Life isn’t perfect. Life isn’t fair. My two-year-old brother learned that when he tried to play with his best friend, Luke’s, toy Ferrari and was refused. He cried a while, but then he noticed the huge pile of toys in front of him—ones that belonged to him, a pile far higher than Luke’s.
Men’s rights activists never learned to pay attention to the toys in front of you. You’re too busy ranting about the ones you don’t have. No one on this green earth deserves to have a pile of toys as high as yours, but to you, the 0.05% of the time you’re marginalised signals inequality. The truth is a little different: You’re resentful because inequality is slowly vanishing, so you’ve lost a lot of your privilege. Privilege is not a right. That women are tired of their lack of equality on the back of everything you have doesn’t make them misandrist. It makes you a whiner who’s less mature than my brother was that day when he quit crying over his friend’s toys—four years old, if you must know.
Let’s adapt the metaphor: In the days before women started fighting for equality, you were the kid with 490 different colour Crayolas, and your female counterparts were the kids with 10 crayons.

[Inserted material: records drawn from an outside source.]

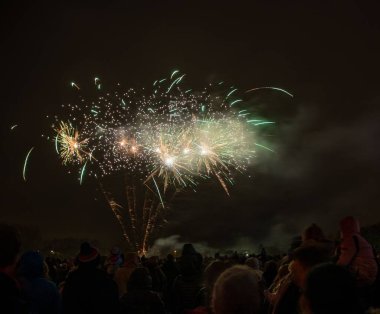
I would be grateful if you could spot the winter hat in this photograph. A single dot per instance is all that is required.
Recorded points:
(87, 253)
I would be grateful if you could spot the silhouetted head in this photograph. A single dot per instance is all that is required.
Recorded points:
(88, 255)
(140, 279)
(236, 291)
(331, 289)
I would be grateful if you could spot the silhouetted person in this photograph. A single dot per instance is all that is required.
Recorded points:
(356, 253)
(41, 294)
(236, 291)
(89, 289)
(140, 299)
(330, 289)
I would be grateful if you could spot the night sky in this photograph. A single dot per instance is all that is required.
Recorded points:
(326, 138)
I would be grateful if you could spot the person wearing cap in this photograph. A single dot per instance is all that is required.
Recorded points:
(41, 294)
(89, 289)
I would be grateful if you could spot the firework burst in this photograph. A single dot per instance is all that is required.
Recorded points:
(165, 139)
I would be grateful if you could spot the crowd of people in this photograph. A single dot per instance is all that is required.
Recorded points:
(315, 276)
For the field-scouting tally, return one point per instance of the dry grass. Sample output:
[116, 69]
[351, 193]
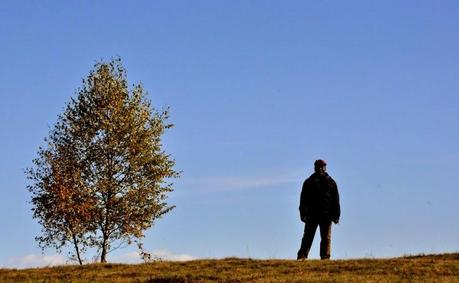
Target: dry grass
[430, 268]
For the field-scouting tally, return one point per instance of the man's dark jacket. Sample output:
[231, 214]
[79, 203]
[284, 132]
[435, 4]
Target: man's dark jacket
[319, 199]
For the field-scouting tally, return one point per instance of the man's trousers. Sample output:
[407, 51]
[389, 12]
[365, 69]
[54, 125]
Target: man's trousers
[308, 236]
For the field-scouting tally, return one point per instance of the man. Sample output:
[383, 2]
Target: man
[319, 206]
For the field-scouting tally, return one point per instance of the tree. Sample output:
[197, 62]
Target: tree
[103, 177]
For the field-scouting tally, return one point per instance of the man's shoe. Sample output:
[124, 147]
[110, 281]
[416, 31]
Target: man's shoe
[301, 257]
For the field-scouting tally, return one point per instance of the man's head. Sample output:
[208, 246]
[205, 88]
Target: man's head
[320, 166]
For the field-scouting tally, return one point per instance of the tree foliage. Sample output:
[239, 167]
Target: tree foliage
[103, 176]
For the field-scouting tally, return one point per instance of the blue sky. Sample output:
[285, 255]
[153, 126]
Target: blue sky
[258, 90]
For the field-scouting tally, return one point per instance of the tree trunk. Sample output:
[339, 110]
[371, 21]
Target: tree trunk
[103, 256]
[77, 250]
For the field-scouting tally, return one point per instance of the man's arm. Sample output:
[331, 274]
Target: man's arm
[336, 206]
[303, 205]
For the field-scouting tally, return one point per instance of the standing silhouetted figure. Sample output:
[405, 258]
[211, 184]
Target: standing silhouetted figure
[319, 206]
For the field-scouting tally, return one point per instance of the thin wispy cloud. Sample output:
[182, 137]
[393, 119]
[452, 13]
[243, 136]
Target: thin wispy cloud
[225, 183]
[35, 260]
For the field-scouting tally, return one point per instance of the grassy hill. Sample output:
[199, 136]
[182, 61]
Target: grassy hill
[429, 268]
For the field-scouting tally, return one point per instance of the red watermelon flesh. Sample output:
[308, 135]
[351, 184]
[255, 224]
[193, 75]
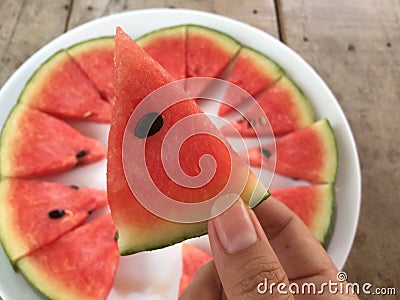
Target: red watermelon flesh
[253, 72]
[314, 204]
[192, 260]
[209, 51]
[36, 144]
[25, 224]
[138, 228]
[79, 265]
[308, 153]
[285, 107]
[96, 58]
[59, 87]
[168, 47]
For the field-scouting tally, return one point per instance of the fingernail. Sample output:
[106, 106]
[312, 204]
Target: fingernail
[235, 228]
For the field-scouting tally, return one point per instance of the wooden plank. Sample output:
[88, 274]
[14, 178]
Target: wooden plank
[25, 27]
[354, 45]
[255, 12]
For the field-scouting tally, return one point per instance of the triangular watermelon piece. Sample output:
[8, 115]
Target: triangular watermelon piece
[137, 76]
[253, 72]
[314, 204]
[192, 260]
[309, 153]
[209, 51]
[283, 104]
[168, 47]
[96, 58]
[59, 87]
[36, 144]
[35, 213]
[79, 265]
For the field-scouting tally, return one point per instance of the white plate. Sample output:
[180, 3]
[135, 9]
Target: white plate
[152, 276]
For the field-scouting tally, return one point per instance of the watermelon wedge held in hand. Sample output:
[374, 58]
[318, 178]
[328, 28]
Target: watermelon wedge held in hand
[209, 51]
[314, 204]
[35, 144]
[79, 265]
[193, 259]
[283, 104]
[35, 213]
[138, 229]
[96, 58]
[253, 72]
[59, 87]
[168, 47]
[309, 153]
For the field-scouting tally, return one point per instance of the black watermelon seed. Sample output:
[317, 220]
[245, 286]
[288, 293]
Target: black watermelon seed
[81, 154]
[149, 125]
[57, 213]
[266, 152]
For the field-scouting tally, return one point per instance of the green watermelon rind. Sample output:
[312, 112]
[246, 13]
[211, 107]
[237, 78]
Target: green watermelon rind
[331, 148]
[150, 36]
[31, 81]
[3, 238]
[326, 220]
[329, 232]
[3, 136]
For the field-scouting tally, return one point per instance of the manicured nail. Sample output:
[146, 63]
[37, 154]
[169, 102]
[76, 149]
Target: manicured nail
[235, 228]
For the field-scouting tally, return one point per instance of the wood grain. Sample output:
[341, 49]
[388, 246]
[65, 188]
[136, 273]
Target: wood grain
[354, 45]
[259, 13]
[26, 26]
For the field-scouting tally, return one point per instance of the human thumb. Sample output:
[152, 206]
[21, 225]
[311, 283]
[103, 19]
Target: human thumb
[243, 257]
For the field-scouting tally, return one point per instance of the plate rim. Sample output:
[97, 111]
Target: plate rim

The women’s liberation movement reshuffled those two piles to bring equilibrium, but it’s not gotten far enough to cause true equality just yet. You have 300 crayons and your female counterpart has 200. You’re outraged, not because there is inequality that favours women over men, but because there is not *enough* inequality for your liking.
You want to go back to the days when you had 490 crayons, but the fact that your stationery box is smaller than it was in those days doesn’t mean you’ve lost rights. It means you’ve lost privilege. Even so, you still have the bulk of the damned crayons, so ranting over your loss of privilege just makes you look like a toddler having a tantrum in a toy store because you didn’t get the toy Jeep to add to your massive, three storey play space.